Когда Полина после выздоровления дяди снова стала сопровождать Лазара, она тотчас же почувствовала, что между ним и Луизой установились какие-то новые отношения: они обменивались взглядами и улыбками, смысл которых был понятен только им двоим. Полина силилась угадать причину их веселости, но ей самой было не до смеху. Первые дни она относилась к ним, как старшая, смотрела на них, как на юных сумасбродов, которых веселит каждый пустяк. Но вскоре она опечалилась, прогулки стали ей в тягость. Впрочем, у нее не вырвалось ни одной жалобы, она только ссылалась на постоянные головные боли. Когда же Лазар посоветовал ей не выходить, она рассердилась и ни на шаг не отходила от него, даже дома. Однажды часа в два ночи, работая над окончанием какого-то плана, Лазар услыхал шаги и отворил дверь; каково же было его удивление, когда он увидел Полину в нижней юбке, без свечи, склонившуюся над перилами лестницы; она прислушивалась к шуму, доносившемуся снизу. Полина сказала, будто ей послышались чьи-то стоны. Но эта ложь заставила ее густо покраснеть; Лазар тоже покраснел, усомнившись в ее словах. С той поры, без всякой видимой причины, между ними пробежала кошка. Он отворачивался от нее и находил смешным, что она дуется из-за каких-то пустяков. Полина становилась с каждым днем мрачнее, не оставляла его ни на минуту наедине с Луизой, изучала каждое их движение и терзалась по вечерам у себя в комнате, вспоминая, как они шептались по дороге с моря.

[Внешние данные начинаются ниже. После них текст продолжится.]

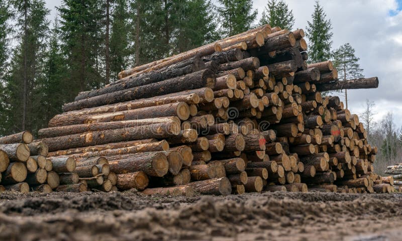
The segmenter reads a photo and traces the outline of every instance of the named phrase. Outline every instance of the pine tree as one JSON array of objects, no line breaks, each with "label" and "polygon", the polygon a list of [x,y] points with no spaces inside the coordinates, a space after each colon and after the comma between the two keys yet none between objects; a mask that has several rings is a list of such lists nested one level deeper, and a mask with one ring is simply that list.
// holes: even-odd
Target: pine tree
[{"label": "pine tree", "polygon": [[[349,43],[337,49],[333,53],[334,67],[338,71],[338,78],[347,79],[364,77],[363,69],[358,63],[359,58],[355,55],[354,49]],[[348,90],[345,90],[346,108],[348,107]]]},{"label": "pine tree", "polygon": [[112,80],[128,67],[129,25],[126,0],[115,0],[112,5],[111,34],[110,37],[110,69]]},{"label": "pine tree", "polygon": [[106,81],[104,16],[99,0],[64,0],[58,8],[63,54],[66,56],[69,100],[79,91],[100,87]]},{"label": "pine tree", "polygon": [[269,0],[262,12],[260,25],[268,24],[282,29],[291,30],[294,24],[292,10],[289,11],[283,0]]},{"label": "pine tree", "polygon": [[252,0],[219,0],[222,7],[218,8],[221,15],[221,28],[225,37],[245,32],[250,28],[257,17],[253,10]]},{"label": "pine tree", "polygon": [[326,19],[327,15],[318,1],[316,2],[312,22],[308,22],[306,35],[310,42],[309,59],[311,63],[317,63],[330,59],[332,45],[332,29],[331,20]]},{"label": "pine tree", "polygon": [[38,92],[43,77],[43,61],[48,34],[49,11],[43,0],[15,1],[15,30],[18,43],[13,51],[6,86],[7,118],[3,124],[8,133],[24,130],[34,133],[42,119]]}]

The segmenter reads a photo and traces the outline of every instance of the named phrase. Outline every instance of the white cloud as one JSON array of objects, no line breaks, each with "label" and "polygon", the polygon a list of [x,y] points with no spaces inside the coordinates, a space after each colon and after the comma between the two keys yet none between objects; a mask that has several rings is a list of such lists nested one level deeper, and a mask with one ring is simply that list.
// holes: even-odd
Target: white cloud
[{"label": "white cloud", "polygon": [[[55,15],[54,6],[61,0],[47,0],[47,6]],[[216,0],[214,0],[214,2]],[[267,0],[253,0],[259,18]],[[314,10],[314,0],[288,0],[293,10],[295,28],[305,29]],[[322,0],[321,4],[332,23],[333,48],[349,43],[360,58],[366,77],[377,76],[379,86],[374,89],[348,92],[349,107],[358,113],[367,98],[376,103],[376,118],[393,112],[396,124],[402,125],[402,12],[396,0]],[[391,16],[392,15],[392,16]],[[343,97],[342,97],[343,98]]]}]

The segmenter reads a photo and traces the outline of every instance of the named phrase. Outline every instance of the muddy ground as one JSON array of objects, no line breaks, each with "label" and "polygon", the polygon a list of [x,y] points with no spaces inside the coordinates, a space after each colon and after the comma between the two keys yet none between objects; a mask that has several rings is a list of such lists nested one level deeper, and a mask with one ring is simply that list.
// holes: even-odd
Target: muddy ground
[{"label": "muddy ground", "polygon": [[401,240],[402,194],[0,193],[0,240]]}]

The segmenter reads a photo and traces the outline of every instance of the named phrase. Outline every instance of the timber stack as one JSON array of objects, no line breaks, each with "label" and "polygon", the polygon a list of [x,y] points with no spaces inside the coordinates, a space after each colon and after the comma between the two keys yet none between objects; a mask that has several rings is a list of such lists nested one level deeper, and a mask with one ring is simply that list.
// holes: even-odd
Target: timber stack
[{"label": "timber stack", "polygon": [[308,65],[304,36],[267,25],[125,70],[65,104],[35,142],[104,191],[108,163],[112,190],[146,194],[373,192],[376,148],[320,92],[365,80],[340,85],[331,61]]}]

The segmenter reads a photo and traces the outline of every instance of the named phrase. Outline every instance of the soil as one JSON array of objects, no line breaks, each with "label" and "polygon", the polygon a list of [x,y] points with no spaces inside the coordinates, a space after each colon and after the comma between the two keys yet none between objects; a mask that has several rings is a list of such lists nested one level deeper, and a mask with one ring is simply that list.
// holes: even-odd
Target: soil
[{"label": "soil", "polygon": [[0,193],[0,240],[400,240],[402,194]]}]

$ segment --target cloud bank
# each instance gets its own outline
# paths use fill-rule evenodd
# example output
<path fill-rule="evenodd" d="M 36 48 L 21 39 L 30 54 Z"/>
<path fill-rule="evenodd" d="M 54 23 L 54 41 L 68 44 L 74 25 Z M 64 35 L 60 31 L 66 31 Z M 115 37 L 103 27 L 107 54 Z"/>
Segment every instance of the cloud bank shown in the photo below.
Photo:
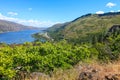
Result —
<path fill-rule="evenodd" d="M 96 14 L 104 14 L 104 11 L 97 11 Z"/>
<path fill-rule="evenodd" d="M 112 3 L 112 2 L 109 2 L 109 3 L 106 4 L 106 7 L 109 7 L 109 8 L 112 8 L 114 6 L 116 6 L 116 4 Z"/>
<path fill-rule="evenodd" d="M 16 13 L 16 12 L 8 12 L 7 14 L 10 16 L 17 16 L 18 15 L 18 13 Z"/>
<path fill-rule="evenodd" d="M 34 26 L 34 27 L 50 27 L 58 23 L 58 22 L 51 22 L 51 21 L 39 21 L 39 20 L 33 20 L 33 19 L 25 20 L 25 19 L 7 17 L 7 16 L 4 16 L 2 13 L 0 13 L 0 19 L 20 23 L 27 26 Z"/>

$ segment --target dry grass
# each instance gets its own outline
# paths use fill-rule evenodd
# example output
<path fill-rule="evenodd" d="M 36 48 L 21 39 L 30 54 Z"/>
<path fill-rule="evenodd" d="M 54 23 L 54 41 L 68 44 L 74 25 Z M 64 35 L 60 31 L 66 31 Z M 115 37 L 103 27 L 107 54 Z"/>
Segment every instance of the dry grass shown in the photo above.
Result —
<path fill-rule="evenodd" d="M 105 80 L 105 76 L 116 74 L 119 75 L 117 76 L 117 80 L 120 80 L 120 62 L 114 62 L 109 64 L 98 64 L 96 62 L 90 64 L 78 64 L 74 66 L 74 68 L 69 70 L 64 71 L 59 69 L 53 74 L 51 74 L 51 76 L 45 75 L 43 73 L 34 73 L 31 74 L 30 78 L 26 80 L 78 80 L 80 73 L 91 72 L 92 70 L 97 71 L 95 77 L 99 77 L 98 80 Z"/>

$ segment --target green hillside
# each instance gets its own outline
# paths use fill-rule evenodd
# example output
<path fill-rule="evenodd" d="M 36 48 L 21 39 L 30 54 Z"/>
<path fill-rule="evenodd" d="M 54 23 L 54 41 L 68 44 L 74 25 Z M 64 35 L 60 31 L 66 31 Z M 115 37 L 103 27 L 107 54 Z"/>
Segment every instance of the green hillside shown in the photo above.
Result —
<path fill-rule="evenodd" d="M 66 39 L 70 42 L 102 41 L 113 25 L 120 24 L 120 12 L 83 15 L 68 24 L 48 28 L 48 34 L 55 41 Z M 57 28 L 55 28 L 57 26 Z"/>
<path fill-rule="evenodd" d="M 31 26 L 25 26 L 11 21 L 0 20 L 0 32 L 19 31 L 19 30 L 28 30 L 28 29 L 37 29 L 37 28 Z"/>

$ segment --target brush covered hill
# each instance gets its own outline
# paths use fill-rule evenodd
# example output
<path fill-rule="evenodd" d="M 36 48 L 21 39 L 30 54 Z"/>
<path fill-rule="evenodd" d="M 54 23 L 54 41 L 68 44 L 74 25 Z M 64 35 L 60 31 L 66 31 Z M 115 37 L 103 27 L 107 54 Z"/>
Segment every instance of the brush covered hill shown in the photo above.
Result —
<path fill-rule="evenodd" d="M 31 26 L 24 26 L 15 22 L 0 20 L 0 32 L 20 31 L 20 30 L 29 30 L 29 29 L 36 29 L 36 28 Z"/>
<path fill-rule="evenodd" d="M 86 14 L 71 22 L 56 24 L 47 32 L 55 41 L 95 42 L 104 40 L 113 25 L 120 25 L 120 12 Z"/>

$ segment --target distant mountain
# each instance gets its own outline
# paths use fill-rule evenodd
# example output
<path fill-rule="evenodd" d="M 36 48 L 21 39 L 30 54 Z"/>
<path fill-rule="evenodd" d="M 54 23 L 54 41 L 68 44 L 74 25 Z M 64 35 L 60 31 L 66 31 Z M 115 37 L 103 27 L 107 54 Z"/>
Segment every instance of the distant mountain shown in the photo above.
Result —
<path fill-rule="evenodd" d="M 29 29 L 37 29 L 37 28 L 31 26 L 24 26 L 22 24 L 18 24 L 6 20 L 0 20 L 0 32 L 20 31 L 20 30 L 29 30 Z"/>
<path fill-rule="evenodd" d="M 48 35 L 55 41 L 66 39 L 70 42 L 102 41 L 113 25 L 120 25 L 120 12 L 86 14 L 67 24 L 48 28 Z"/>

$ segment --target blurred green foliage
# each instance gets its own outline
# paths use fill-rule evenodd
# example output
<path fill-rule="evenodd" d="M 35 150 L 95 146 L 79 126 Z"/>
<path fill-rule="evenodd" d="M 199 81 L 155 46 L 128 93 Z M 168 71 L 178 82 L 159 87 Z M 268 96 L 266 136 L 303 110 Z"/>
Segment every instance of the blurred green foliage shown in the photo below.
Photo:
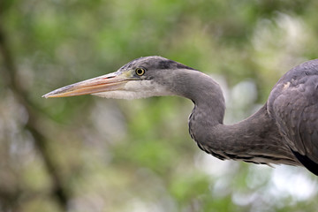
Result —
<path fill-rule="evenodd" d="M 315 211 L 318 181 L 305 169 L 222 162 L 197 148 L 188 100 L 41 96 L 161 55 L 219 81 L 233 123 L 263 104 L 284 72 L 317 57 L 317 9 L 314 0 L 3 0 L 15 80 L 32 104 L 0 78 L 0 210 L 60 211 L 25 127 L 30 107 L 68 211 Z"/>

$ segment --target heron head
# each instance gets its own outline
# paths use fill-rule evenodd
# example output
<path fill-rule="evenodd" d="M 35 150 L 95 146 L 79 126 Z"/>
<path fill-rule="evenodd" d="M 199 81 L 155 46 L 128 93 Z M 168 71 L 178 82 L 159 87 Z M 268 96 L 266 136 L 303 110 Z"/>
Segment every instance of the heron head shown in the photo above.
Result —
<path fill-rule="evenodd" d="M 90 94 L 106 98 L 137 99 L 178 95 L 172 83 L 176 70 L 193 69 L 158 56 L 140 57 L 115 72 L 63 87 L 43 97 Z"/>

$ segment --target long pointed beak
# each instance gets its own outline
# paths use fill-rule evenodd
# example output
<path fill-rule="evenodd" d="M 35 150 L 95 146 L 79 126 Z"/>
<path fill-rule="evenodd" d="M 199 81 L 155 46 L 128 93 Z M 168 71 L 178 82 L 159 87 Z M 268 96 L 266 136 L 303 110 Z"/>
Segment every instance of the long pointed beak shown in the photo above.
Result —
<path fill-rule="evenodd" d="M 66 97 L 120 90 L 128 80 L 126 74 L 116 72 L 63 87 L 42 95 L 42 97 Z"/>

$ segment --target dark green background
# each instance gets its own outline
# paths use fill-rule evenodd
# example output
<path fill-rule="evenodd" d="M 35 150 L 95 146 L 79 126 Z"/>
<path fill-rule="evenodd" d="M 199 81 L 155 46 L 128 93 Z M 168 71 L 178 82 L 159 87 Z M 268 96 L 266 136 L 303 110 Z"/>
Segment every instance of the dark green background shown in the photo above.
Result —
<path fill-rule="evenodd" d="M 160 55 L 211 74 L 225 123 L 317 57 L 315 0 L 2 0 L 0 211 L 316 211 L 303 168 L 222 162 L 190 139 L 180 97 L 44 99 Z"/>

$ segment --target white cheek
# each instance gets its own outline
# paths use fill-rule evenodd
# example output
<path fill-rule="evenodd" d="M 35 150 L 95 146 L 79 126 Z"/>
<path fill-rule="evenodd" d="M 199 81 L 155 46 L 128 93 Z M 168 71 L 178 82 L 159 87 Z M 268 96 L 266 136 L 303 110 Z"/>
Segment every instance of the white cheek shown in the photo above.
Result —
<path fill-rule="evenodd" d="M 128 81 L 122 90 L 107 91 L 93 94 L 104 98 L 111 99 L 140 99 L 151 96 L 173 95 L 164 87 L 148 80 Z"/>

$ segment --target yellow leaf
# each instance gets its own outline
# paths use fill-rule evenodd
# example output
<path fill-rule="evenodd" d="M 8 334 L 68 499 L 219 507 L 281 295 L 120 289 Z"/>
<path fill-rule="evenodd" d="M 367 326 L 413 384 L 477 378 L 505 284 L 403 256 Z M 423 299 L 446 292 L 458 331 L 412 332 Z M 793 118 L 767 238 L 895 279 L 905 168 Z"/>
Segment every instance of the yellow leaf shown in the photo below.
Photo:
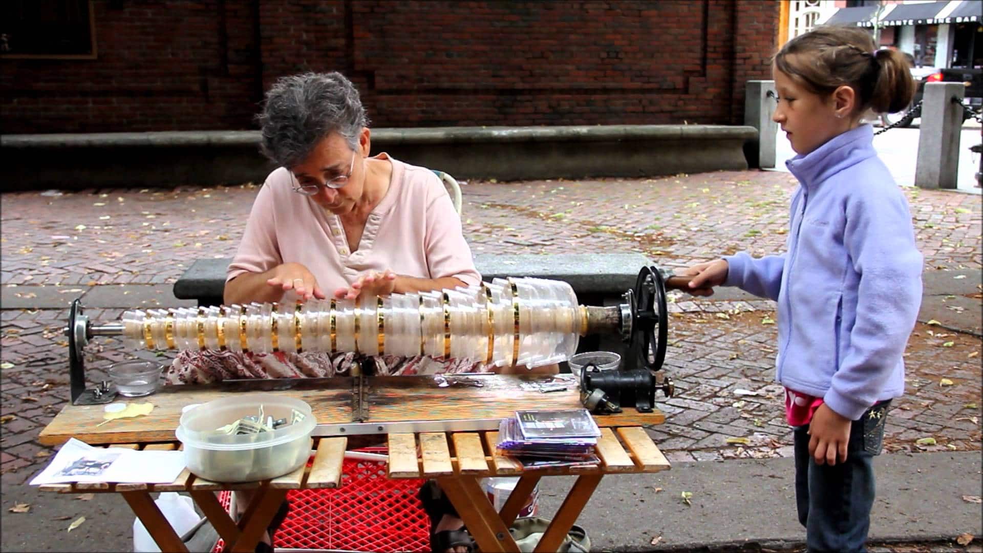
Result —
<path fill-rule="evenodd" d="M 110 420 L 115 420 L 117 418 L 132 418 L 135 416 L 150 414 L 150 411 L 152 410 L 153 410 L 153 403 L 150 402 L 130 403 L 122 410 L 103 413 L 102 418 L 106 420 L 96 424 L 96 426 L 102 426 L 103 424 L 109 422 Z"/>
<path fill-rule="evenodd" d="M 85 522 L 86 522 L 86 518 L 85 517 L 79 517 L 71 524 L 68 525 L 68 531 L 72 531 L 75 528 L 78 528 Z"/>

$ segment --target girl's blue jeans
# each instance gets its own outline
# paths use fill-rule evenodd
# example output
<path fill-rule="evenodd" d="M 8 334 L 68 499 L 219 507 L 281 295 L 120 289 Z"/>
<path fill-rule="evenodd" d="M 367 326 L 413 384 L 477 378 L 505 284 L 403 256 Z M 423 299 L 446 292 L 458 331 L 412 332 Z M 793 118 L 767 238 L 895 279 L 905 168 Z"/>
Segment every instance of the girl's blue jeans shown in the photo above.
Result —
<path fill-rule="evenodd" d="M 874 505 L 874 456 L 881 453 L 891 400 L 867 410 L 850 426 L 846 461 L 816 464 L 809 455 L 809 426 L 795 436 L 795 503 L 810 552 L 866 551 Z"/>

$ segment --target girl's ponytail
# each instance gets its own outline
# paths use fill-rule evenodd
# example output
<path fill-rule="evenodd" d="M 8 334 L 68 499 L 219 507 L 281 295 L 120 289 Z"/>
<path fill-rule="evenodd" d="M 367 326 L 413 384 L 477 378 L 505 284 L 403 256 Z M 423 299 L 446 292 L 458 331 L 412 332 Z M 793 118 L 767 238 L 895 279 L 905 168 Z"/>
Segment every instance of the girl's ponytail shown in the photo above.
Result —
<path fill-rule="evenodd" d="M 776 69 L 818 94 L 852 87 L 857 114 L 900 111 L 915 94 L 904 54 L 875 50 L 870 33 L 855 27 L 824 26 L 799 34 L 785 42 L 774 61 Z"/>
<path fill-rule="evenodd" d="M 895 50 L 873 52 L 878 65 L 870 107 L 877 113 L 896 113 L 906 108 L 915 95 L 914 79 L 904 54 Z"/>

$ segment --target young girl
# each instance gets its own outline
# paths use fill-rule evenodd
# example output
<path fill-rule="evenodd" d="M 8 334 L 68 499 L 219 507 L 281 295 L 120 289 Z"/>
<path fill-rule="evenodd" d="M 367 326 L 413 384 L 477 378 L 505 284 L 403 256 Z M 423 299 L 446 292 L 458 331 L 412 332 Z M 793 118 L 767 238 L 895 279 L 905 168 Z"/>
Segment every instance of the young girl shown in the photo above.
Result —
<path fill-rule="evenodd" d="M 903 54 L 867 31 L 821 28 L 772 66 L 781 126 L 797 155 L 784 253 L 738 253 L 689 268 L 694 295 L 739 286 L 778 302 L 776 380 L 794 428 L 795 494 L 809 551 L 862 551 L 874 503 L 872 456 L 904 390 L 901 358 L 921 303 L 922 256 L 907 203 L 872 146 L 868 110 L 899 111 L 915 84 Z"/>

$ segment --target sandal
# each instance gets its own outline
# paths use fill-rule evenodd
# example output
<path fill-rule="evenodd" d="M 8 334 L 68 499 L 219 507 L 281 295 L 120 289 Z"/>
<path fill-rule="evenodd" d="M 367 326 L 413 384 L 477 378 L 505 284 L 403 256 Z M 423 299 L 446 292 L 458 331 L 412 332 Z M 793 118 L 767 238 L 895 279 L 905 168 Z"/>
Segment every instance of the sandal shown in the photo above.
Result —
<path fill-rule="evenodd" d="M 431 520 L 431 551 L 442 553 L 447 549 L 459 546 L 466 547 L 469 553 L 475 550 L 474 539 L 472 539 L 471 534 L 468 533 L 467 528 L 464 526 L 456 530 L 434 531 L 434 528 L 440 522 L 440 519 L 444 515 L 458 517 L 454 506 L 447 499 L 447 496 L 443 495 L 443 490 L 440 489 L 440 486 L 436 485 L 435 481 L 428 480 L 427 483 L 421 486 L 418 497 L 420 498 L 420 502 L 423 503 L 424 511 Z"/>

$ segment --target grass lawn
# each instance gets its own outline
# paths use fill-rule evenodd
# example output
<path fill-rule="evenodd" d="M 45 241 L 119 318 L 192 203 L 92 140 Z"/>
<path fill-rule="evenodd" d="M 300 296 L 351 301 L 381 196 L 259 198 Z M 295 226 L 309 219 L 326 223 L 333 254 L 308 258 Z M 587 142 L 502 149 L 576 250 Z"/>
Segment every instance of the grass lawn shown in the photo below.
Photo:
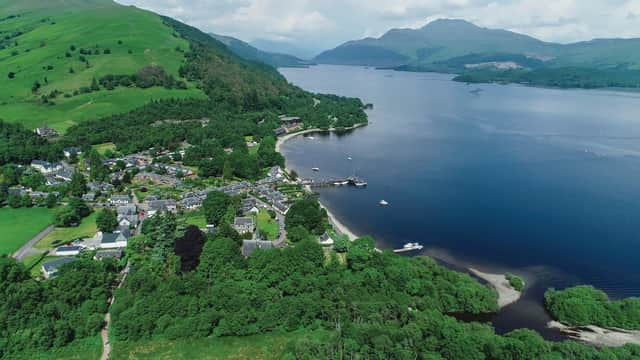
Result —
<path fill-rule="evenodd" d="M 51 234 L 40 240 L 34 247 L 36 249 L 49 250 L 54 246 L 73 241 L 77 238 L 94 236 L 98 231 L 98 227 L 96 226 L 97 216 L 98 211 L 94 211 L 91 215 L 82 219 L 82 222 L 78 227 L 56 228 L 51 232 Z"/>
<path fill-rule="evenodd" d="M 116 144 L 114 143 L 104 143 L 92 146 L 93 150 L 97 151 L 100 155 L 104 155 L 107 150 L 115 150 Z"/>
<path fill-rule="evenodd" d="M 100 335 L 80 339 L 71 344 L 51 351 L 34 351 L 21 354 L 12 359 L 38 359 L 38 360 L 98 360 L 102 355 L 102 339 Z"/>
<path fill-rule="evenodd" d="M 269 212 L 260 209 L 257 215 L 258 230 L 267 234 L 267 240 L 275 240 L 278 238 L 279 224 L 278 221 L 269 216 Z"/>
<path fill-rule="evenodd" d="M 202 210 L 190 211 L 185 213 L 184 219 L 189 225 L 195 225 L 200 229 L 204 229 L 207 226 L 207 219 L 204 217 Z"/>
<path fill-rule="evenodd" d="M 11 254 L 51 224 L 46 208 L 0 208 L 0 254 Z"/>
<path fill-rule="evenodd" d="M 291 340 L 321 340 L 329 335 L 327 331 L 297 331 L 245 337 L 114 342 L 111 359 L 280 359 Z"/>

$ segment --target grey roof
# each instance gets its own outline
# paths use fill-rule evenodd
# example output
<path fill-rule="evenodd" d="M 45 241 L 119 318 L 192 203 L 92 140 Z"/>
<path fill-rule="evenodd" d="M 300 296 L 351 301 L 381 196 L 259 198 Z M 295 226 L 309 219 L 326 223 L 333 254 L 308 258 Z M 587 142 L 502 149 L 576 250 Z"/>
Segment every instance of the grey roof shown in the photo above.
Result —
<path fill-rule="evenodd" d="M 256 249 L 273 249 L 273 242 L 263 240 L 243 240 L 242 241 L 242 255 L 245 257 L 251 256 Z"/>
<path fill-rule="evenodd" d="M 82 250 L 82 246 L 60 246 L 56 249 L 56 252 L 59 251 L 80 251 Z"/>
<path fill-rule="evenodd" d="M 74 261 L 76 261 L 76 258 L 74 257 L 63 257 L 42 264 L 42 268 L 48 273 L 56 272 L 60 266 Z"/>
<path fill-rule="evenodd" d="M 105 258 L 120 259 L 122 257 L 122 249 L 99 250 L 96 252 L 96 255 L 94 257 L 96 258 L 96 260 L 101 260 Z"/>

Работы между тем подвигались. Артель плотников уже забила ряд свай, прикрепляла теперь к ним доски и устанавливала первый волнорез. Впрочем, это был только первый опыт, — рабочие торопились кончить, предвидя большой прилив; если деревянные сваи выдержат напор волн, можно будет завершить плотину. Погода, к несчастью, была отвратительная. Дождь лил не переставая, но все жители Бонвиля мокли на берегу, наблюдая, как вколачивают сваи с помощью трамбовки. Наконец, в то утро, когда ожидался большой прилив, черные тучи нависли над морем; с восьми часов дождь полил с новой силой, густой холодный туман окутал небо. Это было разочарованием для семейства Шанто. Они предполагали всем домом пойти смотреть, как доски и сваи победят натиск волн.